Step 2: Be Prepared With Proven Tips
So, how do you prepare to face the odds against you this time of year? Plan ahead and follow my Healthy Thanksgiving Game Plan:
• Set a clear intention for the Thanksgiving weekend. What is your goal for surviving the holiday? Write it down, including the “why.” For example: I would like to maintain my current weight because I don’t want my clothes to feel tight. I would like to avoid overeating because I don’t want to have an upset stomach when my family is visiting over the holiday.
• Don’t have it in the house. You can control what’s in your fridge and pantry! Don’t stock up on candy, cakes, and sugary drinks and you won’t be tempted to eat them. If your family wants a holiday treat, suggest a dessert place they can patronize and ask them not to bring home “leftovers.” You can also create a healthy dessert alternative, like baked fruit or yogurt parfaits. Let your friends and family know about your health goals and ask for their support.
• Eat before you eat. Don’t attend the Thanksgiving meal on an empty stomach. Many people think that skipping meals on the big day will help them save calories, but studies show the opposite is true. Instead, start your day with a healthy, high-fiber breakfast such as oatmeal and blueberries. Then, have a midday protein shake that includes a handful of spinach, half a green apple, a frozen banana, unsweetened almond milk, and chia seeds. This has plenty of fiber to keep you satiated so you don’t overeat at the table.
• Eat small portions of just your favorites. Use a tablespoon – not a serving spoon – to place a small portion of your favorite foods on your plate. Skip any foods that you don’t absolutely love. This way, you’ll be able to taste all of your favorites without overeating any of them. Eat slowly, and try to be mindful as you eat; if you chat all the way through your meal, you’ll feel less satisfied and will be tempted to eat more or snack later.
• Don’t linger. Once you’ve finished your meal, offer to help clean dishes; take the kids (or the family dog) for a walk; or start a game of catch outside. You can also grab one of your favorite relatives and sit in another room to catch up, or pull out some old family movies or DVDs and gather everyone together to watch.
• Don’t come empty-handed. When you are invited to a holiday meal, offer to bring a dish – and then make it a healthy one. Bring hummus with carrots and cucumbers; salsa with baked chips or lentil crackers; a tray of mixed natural nuts and roasted chickpeas; a bowl of roasted red and green peppers with a variety of olives. Now you will have something healthy to eat!

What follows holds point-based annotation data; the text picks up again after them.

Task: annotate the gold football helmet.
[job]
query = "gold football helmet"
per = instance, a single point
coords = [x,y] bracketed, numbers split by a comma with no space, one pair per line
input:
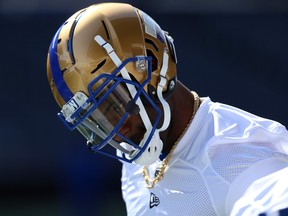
[106,65]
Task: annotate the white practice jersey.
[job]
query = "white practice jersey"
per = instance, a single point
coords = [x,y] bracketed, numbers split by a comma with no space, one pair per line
[229,162]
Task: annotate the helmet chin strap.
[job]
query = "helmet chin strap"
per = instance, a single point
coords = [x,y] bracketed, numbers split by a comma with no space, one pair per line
[153,150]
[155,146]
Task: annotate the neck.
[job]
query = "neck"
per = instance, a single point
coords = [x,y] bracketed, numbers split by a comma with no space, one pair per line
[181,103]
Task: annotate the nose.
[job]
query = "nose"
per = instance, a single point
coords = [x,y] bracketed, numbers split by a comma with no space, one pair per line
[124,130]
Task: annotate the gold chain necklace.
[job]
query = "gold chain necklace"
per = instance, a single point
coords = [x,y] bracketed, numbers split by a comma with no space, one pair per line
[150,183]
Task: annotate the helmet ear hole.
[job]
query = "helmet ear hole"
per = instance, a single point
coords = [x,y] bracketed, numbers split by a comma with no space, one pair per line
[154,59]
[101,64]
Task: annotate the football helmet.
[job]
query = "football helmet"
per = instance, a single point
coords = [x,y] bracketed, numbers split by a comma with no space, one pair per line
[111,68]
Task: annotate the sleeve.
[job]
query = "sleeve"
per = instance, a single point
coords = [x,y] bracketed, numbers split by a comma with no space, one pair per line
[263,188]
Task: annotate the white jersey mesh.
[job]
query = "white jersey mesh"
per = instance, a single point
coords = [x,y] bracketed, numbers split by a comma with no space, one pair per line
[222,148]
[231,160]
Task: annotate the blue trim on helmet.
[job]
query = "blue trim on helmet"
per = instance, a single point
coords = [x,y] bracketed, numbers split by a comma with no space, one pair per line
[56,71]
[80,117]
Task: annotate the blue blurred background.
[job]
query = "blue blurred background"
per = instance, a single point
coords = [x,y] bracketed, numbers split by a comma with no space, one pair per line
[233,51]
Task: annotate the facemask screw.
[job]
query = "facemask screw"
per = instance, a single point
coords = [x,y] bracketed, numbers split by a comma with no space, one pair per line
[141,65]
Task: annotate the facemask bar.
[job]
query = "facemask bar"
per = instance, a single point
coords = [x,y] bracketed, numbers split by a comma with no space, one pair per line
[80,107]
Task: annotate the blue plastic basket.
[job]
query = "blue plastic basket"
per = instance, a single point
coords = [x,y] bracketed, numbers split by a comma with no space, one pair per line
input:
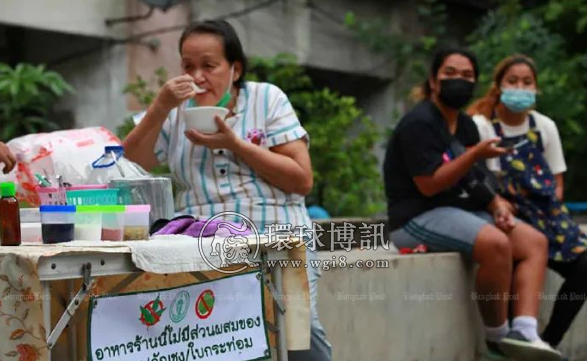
[93,197]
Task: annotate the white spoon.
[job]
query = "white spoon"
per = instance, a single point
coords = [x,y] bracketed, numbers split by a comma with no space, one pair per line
[197,89]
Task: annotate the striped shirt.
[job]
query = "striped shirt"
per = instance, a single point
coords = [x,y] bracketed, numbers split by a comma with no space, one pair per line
[214,181]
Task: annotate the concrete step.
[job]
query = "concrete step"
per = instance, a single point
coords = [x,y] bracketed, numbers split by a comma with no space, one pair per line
[415,307]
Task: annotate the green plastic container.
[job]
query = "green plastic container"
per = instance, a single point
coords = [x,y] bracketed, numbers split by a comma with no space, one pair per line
[93,197]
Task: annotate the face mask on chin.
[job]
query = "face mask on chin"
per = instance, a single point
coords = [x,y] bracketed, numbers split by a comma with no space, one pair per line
[225,99]
[517,100]
[456,93]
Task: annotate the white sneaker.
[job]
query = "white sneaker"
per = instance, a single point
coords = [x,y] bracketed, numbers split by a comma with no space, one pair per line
[516,346]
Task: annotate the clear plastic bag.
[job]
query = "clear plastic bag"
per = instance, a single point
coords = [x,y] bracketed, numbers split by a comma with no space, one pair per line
[112,165]
[52,154]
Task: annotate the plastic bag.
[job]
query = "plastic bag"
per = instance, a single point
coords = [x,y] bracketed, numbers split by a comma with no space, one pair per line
[66,153]
[112,165]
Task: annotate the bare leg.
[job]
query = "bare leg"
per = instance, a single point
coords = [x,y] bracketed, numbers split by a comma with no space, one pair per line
[493,252]
[530,252]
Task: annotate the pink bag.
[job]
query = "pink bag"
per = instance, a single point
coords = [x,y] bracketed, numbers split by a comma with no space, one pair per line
[68,153]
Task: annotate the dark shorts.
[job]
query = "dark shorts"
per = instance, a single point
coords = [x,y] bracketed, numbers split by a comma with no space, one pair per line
[443,229]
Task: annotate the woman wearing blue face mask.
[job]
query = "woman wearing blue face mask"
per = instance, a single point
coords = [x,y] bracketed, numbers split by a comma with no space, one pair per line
[531,178]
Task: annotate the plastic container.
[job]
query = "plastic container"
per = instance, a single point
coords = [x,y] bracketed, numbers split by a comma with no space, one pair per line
[51,196]
[9,216]
[112,223]
[31,232]
[136,222]
[88,223]
[93,197]
[57,223]
[30,215]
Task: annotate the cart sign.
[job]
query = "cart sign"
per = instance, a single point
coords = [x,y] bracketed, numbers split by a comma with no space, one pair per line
[215,320]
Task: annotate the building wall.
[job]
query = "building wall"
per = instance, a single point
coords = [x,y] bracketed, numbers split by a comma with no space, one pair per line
[75,17]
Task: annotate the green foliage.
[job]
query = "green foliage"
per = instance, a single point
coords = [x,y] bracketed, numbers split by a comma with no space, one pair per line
[559,10]
[144,92]
[27,95]
[346,175]
[561,79]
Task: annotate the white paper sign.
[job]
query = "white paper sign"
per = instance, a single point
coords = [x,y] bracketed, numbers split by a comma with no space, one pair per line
[216,320]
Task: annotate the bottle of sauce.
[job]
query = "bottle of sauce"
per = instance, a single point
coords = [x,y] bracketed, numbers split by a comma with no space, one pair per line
[9,215]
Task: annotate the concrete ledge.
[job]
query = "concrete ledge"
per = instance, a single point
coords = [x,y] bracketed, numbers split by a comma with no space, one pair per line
[420,308]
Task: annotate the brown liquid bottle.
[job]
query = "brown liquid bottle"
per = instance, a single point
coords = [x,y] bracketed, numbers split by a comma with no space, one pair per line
[9,215]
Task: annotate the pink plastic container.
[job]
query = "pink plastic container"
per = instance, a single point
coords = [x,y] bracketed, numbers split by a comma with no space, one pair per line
[51,196]
[136,222]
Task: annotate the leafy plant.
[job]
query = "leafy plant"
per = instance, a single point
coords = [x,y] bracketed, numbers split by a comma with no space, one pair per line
[346,175]
[27,95]
[144,92]
[410,53]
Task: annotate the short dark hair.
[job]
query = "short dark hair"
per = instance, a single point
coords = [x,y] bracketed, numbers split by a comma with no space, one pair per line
[439,58]
[233,49]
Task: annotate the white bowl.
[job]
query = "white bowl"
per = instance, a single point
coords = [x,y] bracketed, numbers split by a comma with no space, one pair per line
[202,118]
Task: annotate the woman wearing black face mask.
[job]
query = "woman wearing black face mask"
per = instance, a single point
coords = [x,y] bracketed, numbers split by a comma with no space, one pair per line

• Drink up! Fill a glass with sparkling water and lime and sip on it throughout the meal. It’s a great alternative to sugar-laden alcoholic drinks or wine. Sipping water throughout the day will also help you refrain from mindless eating and drinking.
• Be generous. Don’t be tempted by leftover pies, potatoes, sauces, and stuffing. A few days before Thanksgiving, stock up on disposable storage containers so you can send your guests home with all the leftovers. If it’s not there, you can’t eat it!
• Get back on track fast. Even if you do eat more than usual at your Thanksgiving meal, don’t throw in the towel for the rest of the weekend. Wake up at your regular time the next day and get back to normal. Eat a banana and head to the gym, or go for a walk or bike ride. Have a high-fiber lunch, such as vegetarian chili or soup. Most importantly, continue to drink plenty of water throughout the day (aim for half your weight in ounces of water each day.) The faster you get back on track, the less chance you’ll have of gaining weight or feeling uncomfortable symptoms.
• Be good to yourself. While it may feel good in the moment to indulge in that pumpkin pie or stuffing, Thanksgiving meal foods often make us feel bad. They typically contain loads of sugar, salt, processed ingredients, and saturated fat. If you notice you feel bloated, congested, headache-y or itchy, chances are you’re having food-related symptoms. For example, wine contains histamines, which can cause congestion and/or sinus headaches. Carbs and sugary foods wreak havoc on our blood sugar levels, and we feel tired, moody or depressed after the “sugar high.” Be good to yourself by choosing foods that help you feel energized, in control, confident, and symptom-free!